With the war in Ukraine approaching eight weeks, more than 5 million people have fled the country since Russian troops invaded on Feb. 24, the U.N. refugee agency reported Wednesday.
When the number reached 4 million on March 30, the exodus exceeded the worst-case predictions of the Geneva-based U.N. High Commissioner for Refugees.
The even bigger milestone in Europe’s biggest refugee crisis since World War II was reached as Russia unleashed a full-scale offensive in eastern Ukraine that will disrupt and end more lives.
Ukraine had a pre-war population of 44 million, and UNHCR says the conflict has displaced more than 7 million people within Ukraine along with the 5.03 million who had left as of Wednesday. According to the agency, 13 million people are believed to be trapped in the war-affected areas of Ukraine.

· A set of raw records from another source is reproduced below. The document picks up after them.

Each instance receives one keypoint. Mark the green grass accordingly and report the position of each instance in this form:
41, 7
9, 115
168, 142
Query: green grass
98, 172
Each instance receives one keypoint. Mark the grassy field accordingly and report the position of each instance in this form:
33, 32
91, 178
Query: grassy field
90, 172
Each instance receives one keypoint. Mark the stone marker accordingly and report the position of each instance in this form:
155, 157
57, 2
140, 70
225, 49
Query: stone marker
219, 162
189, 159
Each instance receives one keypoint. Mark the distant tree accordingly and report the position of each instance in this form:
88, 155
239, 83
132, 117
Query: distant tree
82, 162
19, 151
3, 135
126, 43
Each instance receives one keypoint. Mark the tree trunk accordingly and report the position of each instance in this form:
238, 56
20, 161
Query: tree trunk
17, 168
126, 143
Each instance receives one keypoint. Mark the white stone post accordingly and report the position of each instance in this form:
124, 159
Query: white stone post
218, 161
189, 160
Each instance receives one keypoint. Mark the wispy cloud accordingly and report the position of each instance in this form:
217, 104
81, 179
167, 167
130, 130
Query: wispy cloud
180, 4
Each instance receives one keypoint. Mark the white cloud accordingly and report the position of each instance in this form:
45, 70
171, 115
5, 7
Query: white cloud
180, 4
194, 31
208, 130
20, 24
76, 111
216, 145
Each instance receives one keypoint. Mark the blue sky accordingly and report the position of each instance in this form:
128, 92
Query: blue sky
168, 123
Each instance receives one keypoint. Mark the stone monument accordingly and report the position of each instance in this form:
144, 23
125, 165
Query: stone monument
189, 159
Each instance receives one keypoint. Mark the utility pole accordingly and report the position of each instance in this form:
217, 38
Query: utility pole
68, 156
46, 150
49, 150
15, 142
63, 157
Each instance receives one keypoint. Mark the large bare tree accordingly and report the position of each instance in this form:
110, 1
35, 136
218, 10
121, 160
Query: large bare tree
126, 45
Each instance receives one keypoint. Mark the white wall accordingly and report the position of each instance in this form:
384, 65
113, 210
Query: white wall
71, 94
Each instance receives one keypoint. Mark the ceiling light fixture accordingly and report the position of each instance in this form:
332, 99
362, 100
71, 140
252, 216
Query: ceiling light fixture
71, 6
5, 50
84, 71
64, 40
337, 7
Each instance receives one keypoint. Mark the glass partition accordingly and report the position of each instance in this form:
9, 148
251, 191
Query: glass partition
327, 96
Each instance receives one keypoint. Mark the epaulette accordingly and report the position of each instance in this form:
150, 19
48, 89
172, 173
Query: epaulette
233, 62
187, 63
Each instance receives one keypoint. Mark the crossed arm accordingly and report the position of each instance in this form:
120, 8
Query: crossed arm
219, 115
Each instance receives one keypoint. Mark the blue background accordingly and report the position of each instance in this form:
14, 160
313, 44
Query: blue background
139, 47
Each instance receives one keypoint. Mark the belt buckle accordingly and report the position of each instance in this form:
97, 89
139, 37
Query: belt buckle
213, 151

More than half of the refugees, over 2.8 million, fled at least at first to Poland. They are eligible for national ID numbers that entitle them to work, to free health care, schooling and bonuses for families with children.
Farther south, Hungary has emerged as a major transit point for Ukrainian refugees. Out of more than 465,000 who arrived, some 16,400 have applied for protected status, meaning they want to stay. Many are members of the ethnic Hungarian minority in Ukraine.
Hungary’s government says it has provided around $8.7 million to several charitable organizations and is giving subsidies to companies that employ Ukrainians granted asylum.
In March, a non-governmental organization, Migration Aid, rented an entire five-story building in Budapest, a former workers' hostel, to provide temporary accommodation for people escaping the war in Ukraine. It has helped some 4,000 refugees so far.
Neighboring Romania has received over 750,000 refugees from Ukraine so far.
The European nations hosting refugees say they need international help to manage the challenge, especially now as Russia has intensified attacks in Ukraine's eastern Donbas region.
Data from Poland shows that some 738,000 people have crossed back into Ukraine during the war. Some of them shuttle back and forth to do shopping in Poland, while others return to Ukraine to check on relatives and property, electing to either stay or depart again depending on what they find.
More than half of the refugees from Ukraine are children, according to UNHCR. Thousands of civilians, including children, have been killed or wounded in shelling and air strikes.